在IE中防止“SCRIPT5：访问被拒绝”错误

Question

Scenario: Page A on A.com that has an IFrame containing Page B on B.com. Page B uses jQuery 1.10.1 and does not need to communicate with Page A.

Regardless of this fact, in IE9 and IE10, jQuery generates a "SCRIPT5: Access is denied." error and seemingly refuses to execute any jQuery at all. I have no need of cross-domain communication, AJAX requests, etc., but I do need jQuery to load and execute without errors in Page B.

Is there a way to prevent this error from appearing (and inhibiting code execution) in IE9 and IE10? (FYI, other browsers similarly generate "access denied" errors, but they do not hinder code execution)

---

UPDATE:

jsFiddle: http://jsfiddle.net/86q5k/4/

The contents of the host page are (from the jsFiddle):

<iframe src="http://endorkins.com/test-iframe.html"></iframe>

The contents of the iFramed page are:

<!DOCTYPE HTML PUBLIC "-//W3C//DTD HTML 4.01 Transitional//EN" "http://www.w3.org/TR/html4/loose.dtd">
<html xmlns="http://www.w3.org/1999/xhtml">
<head>
    <script type="text/javascript" src="http://code.jquery.com/jquery-1.10.1.min.js"></script>

    <script type="text/javascript">
        $(document).ready(function() {
            console.log('Hello!  Congratulations.  Your browser is neat, and doesn\'t sniff glue! (http://bit.ly/12QTvTT)');
        });
    </script>
</head>
    <body>
    </body>
</html>

Result in Chrome (Notice the message in the console):

Result in IE 9.0.8112 (Notice the omission of the message in the console):

Answer 1

I found a workaround. This appears to be a bug ("feature"?) in jQuery 1.10.1. Using jQuery 1.10.0, the error no longer occurs:

http://jsfiddle.net/86q5k/5/

<iframe src="http://endorkins.com/test-iframe-1.10.0.html"></iframe>

Strange. Very strange. If anyone knows the reason why this is happening in 1.10.1, and how to fix it, I (and jQuery minions around the globe) would certainly be very interested to know! :)

---

UPDATE: Looks like this is a legit jQuery 1.10.1 bug: http://bugs.jquery.com/ticket/13980

---

UPDATE: According to @emanuele-greco, this is fixed in 1.10.2 and up. So, upgrading your version of jQuery will likely fix the problem.

Answer 2

Ok I Found the same problem and fixed it with the weirdest and most horrible solution ever.

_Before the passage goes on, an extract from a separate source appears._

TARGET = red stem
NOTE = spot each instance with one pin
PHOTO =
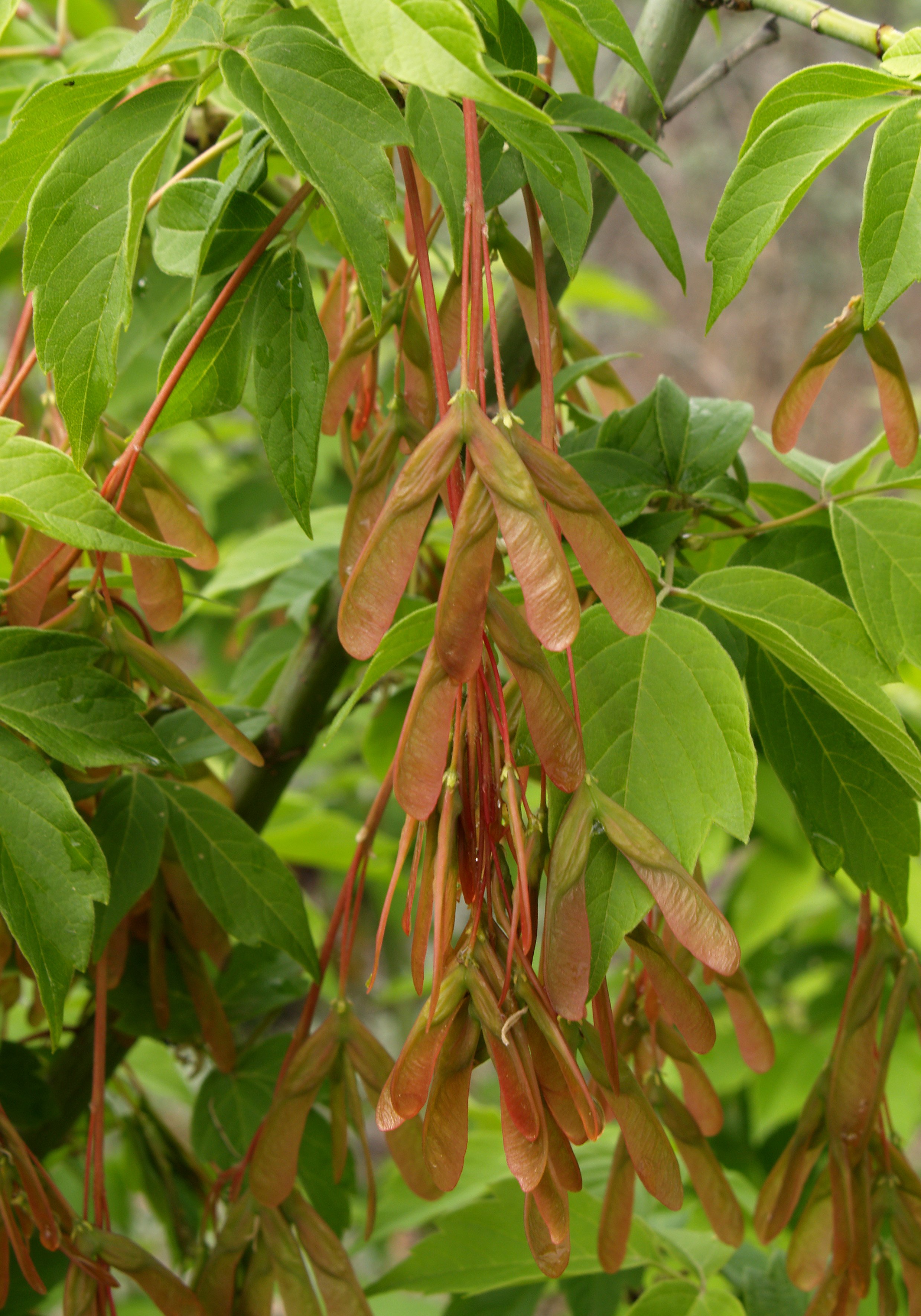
(126, 464)
(548, 411)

I'm trying to use an image to popup the file upload dialog, then do an automatic form submit on the change event. I had resigned my self that in IE the users were going to have to click an image to do the post. I placed the image on the form (like i have in several places on the site. This to generated the access denied error, In shock I clicked it again and Yep got the error. On the third click it worked. So I tried it again with the same results first two clicks error and the third worked. And teh simple Javascript code that is ugly as home made soap but now works is

var files= document.getElementById("newfiles");
files.onchange = addFiles;

function addFiles() {
    try {
        $("#fileupload").submit();
    } catch (e) {
        try {
            $("#fileupload").submit();
        } catch (e) {
            try {
                $("#fileupload").submit();
            } catch (e) {
                alert(e);
            }
        }
    }
};

Answer 3

Make sure also that you are not loading your jQuery asset from a CDN such as Google Hosted Libraries. Because the domain is different, that violates certain security protocols that Microsoft uses to protect against Cross Site Scripting in Internet Explorer.